Rynek pracy uległ rozległym, gwałtownym zmianom w wyniku pandemii koronawirusa – ocenia dzisiaj "Puls Biznesu", powołując się na dane GUS. Kryzys odwrócił pozytywne trendy, nie jest jednak tak źle, jak sugerują najnowsze statystki. Niestety jest gorzej, niż miało być – ocenia gazeta.
- Choć wskaźnik bezrobocia rejestrowanego mocno się nie zmienia, nie ma wątpliwości, że rynek pracy uległ rozległym, gwałtownym zmianom w wyniku pandemii koronawirusa – pisze "PB". Według gazety dowodem na to są czwartkowe dane Głównego Urzędu Statystycznego.
Gazeta przytacza te dane. Według nich przeciętne zatrudnienie w Polsce spadło o 3,2 proc. w skali roku, podczas gdy średnie wynagrodzenie brutto wyniosło 5119,94 zł i było wyższe niż w maju 2019 r. o 1,2 proc.
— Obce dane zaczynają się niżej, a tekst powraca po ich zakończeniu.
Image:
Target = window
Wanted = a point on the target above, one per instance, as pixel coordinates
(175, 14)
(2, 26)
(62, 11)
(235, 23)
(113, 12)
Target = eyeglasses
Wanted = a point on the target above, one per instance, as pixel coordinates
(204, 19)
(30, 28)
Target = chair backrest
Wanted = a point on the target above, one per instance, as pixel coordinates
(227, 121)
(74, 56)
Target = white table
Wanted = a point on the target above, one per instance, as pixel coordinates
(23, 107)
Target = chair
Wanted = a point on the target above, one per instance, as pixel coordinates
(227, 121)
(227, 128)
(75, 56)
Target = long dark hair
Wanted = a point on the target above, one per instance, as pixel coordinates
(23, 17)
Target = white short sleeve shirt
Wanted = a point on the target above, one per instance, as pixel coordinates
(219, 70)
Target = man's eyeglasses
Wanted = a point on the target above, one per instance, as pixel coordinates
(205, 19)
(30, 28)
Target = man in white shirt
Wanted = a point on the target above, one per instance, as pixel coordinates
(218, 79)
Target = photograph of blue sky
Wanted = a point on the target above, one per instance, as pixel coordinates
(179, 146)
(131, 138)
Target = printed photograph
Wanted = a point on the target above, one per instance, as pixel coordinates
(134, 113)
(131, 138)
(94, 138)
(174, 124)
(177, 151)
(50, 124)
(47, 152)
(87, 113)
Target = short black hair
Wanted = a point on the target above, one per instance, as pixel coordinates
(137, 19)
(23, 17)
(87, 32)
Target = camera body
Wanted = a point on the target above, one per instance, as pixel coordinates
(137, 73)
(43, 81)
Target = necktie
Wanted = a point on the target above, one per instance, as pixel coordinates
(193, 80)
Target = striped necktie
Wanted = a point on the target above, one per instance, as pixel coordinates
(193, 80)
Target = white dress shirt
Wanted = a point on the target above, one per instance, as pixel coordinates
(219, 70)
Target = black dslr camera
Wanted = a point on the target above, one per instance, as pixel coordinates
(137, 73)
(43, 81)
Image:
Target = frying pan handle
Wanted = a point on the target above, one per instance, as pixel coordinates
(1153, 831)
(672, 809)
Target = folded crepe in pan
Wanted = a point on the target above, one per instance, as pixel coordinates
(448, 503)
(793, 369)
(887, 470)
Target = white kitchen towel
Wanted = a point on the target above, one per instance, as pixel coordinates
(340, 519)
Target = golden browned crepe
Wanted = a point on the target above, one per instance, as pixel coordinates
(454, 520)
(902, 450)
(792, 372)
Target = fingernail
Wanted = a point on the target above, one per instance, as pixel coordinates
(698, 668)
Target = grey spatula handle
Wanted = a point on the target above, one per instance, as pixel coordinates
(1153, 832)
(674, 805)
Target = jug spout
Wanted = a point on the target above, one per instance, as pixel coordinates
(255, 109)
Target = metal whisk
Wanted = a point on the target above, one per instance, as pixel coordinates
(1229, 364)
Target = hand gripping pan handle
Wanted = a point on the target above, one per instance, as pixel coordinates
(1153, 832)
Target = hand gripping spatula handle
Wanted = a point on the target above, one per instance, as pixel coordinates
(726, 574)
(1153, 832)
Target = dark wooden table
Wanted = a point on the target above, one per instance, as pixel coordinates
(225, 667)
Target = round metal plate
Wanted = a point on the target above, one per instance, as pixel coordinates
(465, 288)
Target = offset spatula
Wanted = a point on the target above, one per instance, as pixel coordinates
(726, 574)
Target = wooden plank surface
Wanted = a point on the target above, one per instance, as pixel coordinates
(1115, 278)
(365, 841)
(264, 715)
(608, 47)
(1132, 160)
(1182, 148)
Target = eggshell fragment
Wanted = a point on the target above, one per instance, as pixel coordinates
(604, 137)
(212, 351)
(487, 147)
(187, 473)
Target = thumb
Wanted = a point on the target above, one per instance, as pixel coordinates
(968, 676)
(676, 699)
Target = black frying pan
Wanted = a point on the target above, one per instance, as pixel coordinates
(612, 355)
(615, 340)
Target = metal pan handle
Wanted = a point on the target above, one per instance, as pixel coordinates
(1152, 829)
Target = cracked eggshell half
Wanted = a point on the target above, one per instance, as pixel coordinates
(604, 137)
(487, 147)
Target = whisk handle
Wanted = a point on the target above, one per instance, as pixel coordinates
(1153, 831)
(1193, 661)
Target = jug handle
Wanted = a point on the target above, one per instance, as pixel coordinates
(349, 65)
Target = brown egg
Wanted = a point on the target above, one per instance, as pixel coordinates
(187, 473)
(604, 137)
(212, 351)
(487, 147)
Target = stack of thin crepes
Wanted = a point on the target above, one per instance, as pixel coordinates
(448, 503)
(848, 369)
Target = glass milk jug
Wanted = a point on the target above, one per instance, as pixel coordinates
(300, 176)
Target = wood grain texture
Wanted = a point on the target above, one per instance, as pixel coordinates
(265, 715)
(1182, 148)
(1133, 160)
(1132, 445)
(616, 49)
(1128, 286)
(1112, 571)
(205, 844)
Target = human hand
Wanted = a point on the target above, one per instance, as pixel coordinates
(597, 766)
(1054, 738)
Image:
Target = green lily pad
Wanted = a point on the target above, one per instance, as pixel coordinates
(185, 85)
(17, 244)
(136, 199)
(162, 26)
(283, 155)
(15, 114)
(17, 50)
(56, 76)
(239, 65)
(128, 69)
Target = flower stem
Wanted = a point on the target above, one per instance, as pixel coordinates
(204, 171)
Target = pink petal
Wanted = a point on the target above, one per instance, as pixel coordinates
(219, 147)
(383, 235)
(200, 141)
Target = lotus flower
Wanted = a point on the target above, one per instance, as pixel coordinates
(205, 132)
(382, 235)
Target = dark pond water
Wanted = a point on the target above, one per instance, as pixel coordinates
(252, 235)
- Oba te odczyty były gorsze od rynkowego konsensusu, który przewidywał spadek zatrudnienia o 2,6 proc. oraz wzrost wynagrodzeń o 1,5 proc. To oznacza, że mimo odmrażania gospodarki sytuacja na rynku pracy w maju była gorsza niż w kwietniu
Informuje też, że w maju ubyło 84,9 tys. etatów, podczas gdy przez cały okres walki z pandemią, czyli od marca do maja, ubytek ten sięgnął 272 tys.
Gazeta zwracała jednak uwagę, że dane o przeciętnym zatrudnieniu mówią o etatach na rynku pracy, a nie o osobach, które daną pracę wykonują. Dlatego poza redukcją zatrudnienia w okresie epidemii wpływ na spadek w tej statystyce ma także zmniejszenie wymiaru czasu pracy, pobieranie przez pracowników zasiłków opiekuńczych, chorobowych i przebywanie na urlopach bezpłatnych. Gazeta przedstawia też dane za kwiecień, które to potwierdzają – w kwietniu, przy spadku liczby etatów o 153 tys., liczba pracujących spadła o 48 tys.